By Madeline Folsom on SwimSwam
Saint Mary’s College, a Division I school in the Bay Area, will be adding men’s and women’s swimming and water polo for the 2026-27 school year.
The new programs are expected to create opportunities for approximately 80 student athletes at launch, and are projected to expand to 100. The development of the program is “already underway – including the hiring of coaches, identifying training facilities, and recruiting student-athletes.”

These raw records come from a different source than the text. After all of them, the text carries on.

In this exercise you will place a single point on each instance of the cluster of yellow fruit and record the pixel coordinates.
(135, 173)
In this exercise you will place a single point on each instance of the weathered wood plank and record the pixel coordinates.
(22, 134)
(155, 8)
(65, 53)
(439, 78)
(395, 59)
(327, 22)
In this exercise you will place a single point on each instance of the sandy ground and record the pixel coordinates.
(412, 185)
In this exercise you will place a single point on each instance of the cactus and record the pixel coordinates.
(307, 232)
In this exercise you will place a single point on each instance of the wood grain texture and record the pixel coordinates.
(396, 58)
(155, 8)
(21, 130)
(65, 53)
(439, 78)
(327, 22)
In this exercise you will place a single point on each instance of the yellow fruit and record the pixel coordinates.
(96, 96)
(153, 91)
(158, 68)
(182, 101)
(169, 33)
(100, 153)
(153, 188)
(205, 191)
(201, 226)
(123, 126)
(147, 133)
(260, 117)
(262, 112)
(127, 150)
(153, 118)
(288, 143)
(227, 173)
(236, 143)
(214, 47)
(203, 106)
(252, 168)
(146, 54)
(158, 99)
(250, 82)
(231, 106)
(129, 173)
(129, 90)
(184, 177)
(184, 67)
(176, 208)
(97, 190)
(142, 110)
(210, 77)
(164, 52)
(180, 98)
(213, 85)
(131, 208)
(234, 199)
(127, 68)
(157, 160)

The University will be offering athletic scholarships for both the swimming and water polo teams.
They will join the 18 other sports sponsored by the school. Swimming will compete in the Mountain Pacific Sports Federation, which has seen a lot of changes in the last few years, and will have seven new programs for the 2025-26 season.
Women’s Water Polo will compete in the Golden Coast Conference, competing with other California schools like Loyola Marymount and Fresno State. Men’s Water Polo will join the rest of the school’s athletics teams and compete in the West Coast Conference, which consists of other swimming schools Grand Canyon University and Seattle University.
Swimming and Water Polo are huge across the state of California and particularly in the Bay Area. They will join Stanford, Cal, San Jose State, and Cal State East Bay as schools with swimming programs in the area.
The Bay is also home to major club teams such as Quicksilver Swimming, Santa Clara Swim Club, the Pleasanton Seahawks. Currently the area is home to superstar club swimmers like Luka Mijatovic and Mikayla Tan.
This addition comes at a time when many schools are cutting their swimming programs. We recently saw Cal Poly, another California school, cut both their men’s and women’s programs.
The addition of water polo is also significant. There are currently only 27 division I schools that sponsor men’s water polo and 36 schools that sponsor women’s polo. Most of these programs are in California with 83 of 122 total colleges that offer water polo existing in the state. Of those schools, 45 are not four-year schools and are community colleges which only offer two years of school and eligibility.
President Roger Thompson addressed this landscape, saying “While many NCAA institutions across the country are scaling back athletics, Saint Mary’s is making a bold commitment to expand opportunities for students.”
He told SwimSwam that he loves watching the Olympics and he is “proud” of what the United States has done, particularly in the pool, and he wants Saint Mary’s to be able to contribute to that success and legacy.
When the program starts, the athletes will train and compete at the nearby Campolindo High School, which is home to the Soda Aquatic Center, an Olympic-size pool. The school is aiming to build a state-of-the-art facility in the coming years with support from donors, alumni, and friends, along with “aquatics enthusiasts”.
Their goal with a new facility would be to not only provide pool space to the University programs, but at times when the varsity teams are not using the facilities, open them up to club teams of both swimming and water polo as well as competitions to give back to the community.
The school’s first goal is to hire head coaches for the programs with position postings going live on September 15. Saint Mary’s Vice President for Intercollegiate Athletics, Mike Matoso said “We are committed to hiring coaches who not only bring a track record of competitive success, but who also embody the values that make Saint Mary’s unique.”
President Thompson took over the role of President on July 22, 2024, and he is largely responsible for the idea behind creating the program. He said that when he moved to the East Bay last summer, he went to the grocery store, and ran into a woman with bottles of water and ice for her child’s swim team. When he looked around the parking lot, he saw a large number of cars with some kind of swimming or water polo iconography, and he realized he moved to a “hotbed” of aquatics in the country. “When you are sitting in the east Bay of California, you are in the heart of swimming and water polo.”
Last year, they began exploring aquatics, and speaking to experts to determine what the process of creating aquatics programs at the University would look like. Thompson said he believes “there are a lot of kids in California that would want to continue their swimming and water polo careers, and I want Saint Mary’s to be an option.”
Leaders at USA Swimming, such as Joel Shinofield the Managing Director of Sport Development, and USA Water Polo, like CEO Jamie Davis, helped advise the University of the best steps to move forward with the program. President Thompson said he was “deeply appreciative” to them and to people who care about the future of the sport. “This is an opportunity to be impactful, and at a time when programs are being cut, I want us to be contrarian.”